Web Page Performance: SF Chronicle

June 11th, 2018

As the new template for The San Francisco Chronicle rolls out to a wider audience, I want to take a step back and talk a little on web page performance.

We've asked a lot of our web pages over the years, slowing them significantly, and this project was an opportunity to hit the reset button.

Why should I care?

TLDR; Slow pages can lead to higher bounce rates, and visitors giving up before the page can load - and that's an immediate problem with turning visitors into subscribers. Slow pages mean ads go unseen, viewability suffers, or in soem cases ad impressions don't get a chance to fire at all. For those that do make it, we lose them at a higher rate as they click through articles and grow impatient. That's just desktop, imagine that for our growing mobile audience who are often on slower connection speeds.

Where are we at?

The main metrics I care about and will focus on here are:

  1. Load Time: The time taken for the web page to be considered fully loaded (lower is better).
  2. Speed Index: Google's own measure of performance which is used as a SEO signal (lower is better).
  3. Page Size: The amount of bandwidth needed to load all the elements of a page (lower is better).
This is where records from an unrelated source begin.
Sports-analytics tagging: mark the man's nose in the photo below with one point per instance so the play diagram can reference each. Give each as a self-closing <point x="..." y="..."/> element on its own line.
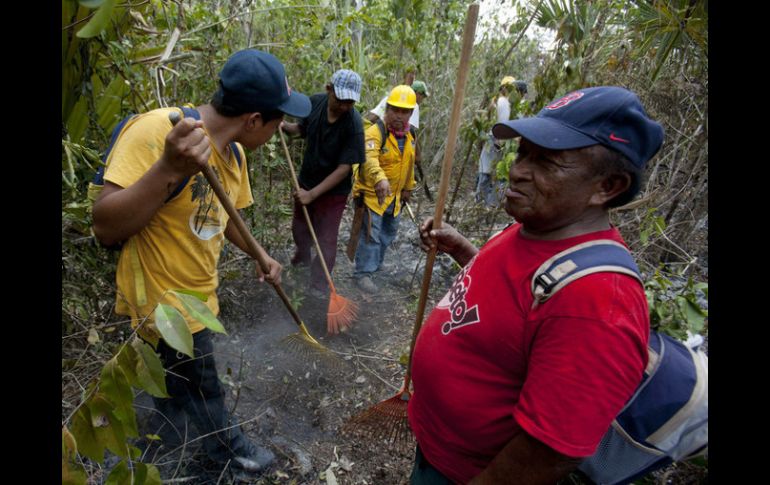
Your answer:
<point x="520" y="170"/>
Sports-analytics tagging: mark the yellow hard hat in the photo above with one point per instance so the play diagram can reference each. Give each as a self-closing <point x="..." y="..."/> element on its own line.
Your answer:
<point x="507" y="80"/>
<point x="402" y="96"/>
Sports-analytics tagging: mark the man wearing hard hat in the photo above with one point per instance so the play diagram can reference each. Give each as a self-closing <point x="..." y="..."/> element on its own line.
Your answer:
<point x="384" y="181"/>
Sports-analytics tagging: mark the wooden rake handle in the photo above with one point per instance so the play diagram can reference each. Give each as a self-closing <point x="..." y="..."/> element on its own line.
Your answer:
<point x="252" y="243"/>
<point x="304" y="211"/>
<point x="446" y="170"/>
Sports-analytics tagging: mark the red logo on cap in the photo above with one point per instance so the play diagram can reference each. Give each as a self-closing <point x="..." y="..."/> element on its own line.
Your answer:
<point x="560" y="103"/>
<point x="615" y="138"/>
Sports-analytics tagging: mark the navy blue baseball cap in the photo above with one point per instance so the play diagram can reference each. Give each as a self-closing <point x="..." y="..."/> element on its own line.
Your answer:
<point x="252" y="80"/>
<point x="605" y="115"/>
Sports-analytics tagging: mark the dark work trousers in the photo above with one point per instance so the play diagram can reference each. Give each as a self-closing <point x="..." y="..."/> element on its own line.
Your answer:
<point x="195" y="390"/>
<point x="325" y="215"/>
<point x="423" y="472"/>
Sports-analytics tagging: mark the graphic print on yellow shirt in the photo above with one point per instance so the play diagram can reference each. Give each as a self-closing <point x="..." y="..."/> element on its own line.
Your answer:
<point x="386" y="163"/>
<point x="180" y="246"/>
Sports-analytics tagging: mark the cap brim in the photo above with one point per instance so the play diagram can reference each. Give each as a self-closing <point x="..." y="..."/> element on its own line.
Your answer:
<point x="543" y="132"/>
<point x="346" y="94"/>
<point x="298" y="105"/>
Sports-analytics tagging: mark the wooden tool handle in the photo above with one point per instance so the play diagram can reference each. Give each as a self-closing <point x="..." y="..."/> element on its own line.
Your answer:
<point x="304" y="211"/>
<point x="446" y="168"/>
<point x="252" y="243"/>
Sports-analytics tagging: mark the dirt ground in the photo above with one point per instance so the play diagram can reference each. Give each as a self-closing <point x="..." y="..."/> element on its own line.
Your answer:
<point x="295" y="402"/>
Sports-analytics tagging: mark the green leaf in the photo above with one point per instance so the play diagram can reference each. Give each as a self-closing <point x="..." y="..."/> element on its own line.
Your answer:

As we A/B test we have seen a significant improvement.

The page load-time has dropped by 41% from 28 seconds to 16 seconds. Speed Index has dropped almost 30% from 18,000 to 12,700. The page-size has been reduced by a third from an average of 3MB down to 2MB (which matters if you have a data plan) .

As we move forward we hope to squeeze further gains and we are factoring in web page performance in terms of how we plan future development work. Once we switch from A/B test to the default template I would speculate that this will help in SEO and other metrics too.

This chart shows ongoing test results from March and you can see how progress has been made in a few dramatic steps.

I test using a independent service (webpagetest.org) running a mobile device on a 3G connection and take the running average of the last 4 days. Detailed data and results are here (updated daily), including links to the actual test reports:

https://docs.google.com/spreadsheets/d/1Q0xZbojA4KqemLQgOyCT0pYXlt4Ec1pUOi-ARHEol5c/edit

The current snapshot as of writing (June 11th) is:

This places it 32nd on the Article Performance Leaderboard, down from 45th place, and the goal is to get this into the top 10.

As this is rolled out to other sites (like the Houston Chronicle, San Antonio Express News) we expect similar results. Improvements on this one template will benefit all and we know we're not as performant as we can.

As we handle request for new additions or features on our pages we have started looking at the web page performance impact. We need to put the days of vendor promises that new features are "just one line of javascript" (lies!) behind us as we see the real and measurable benefits of faster web pages.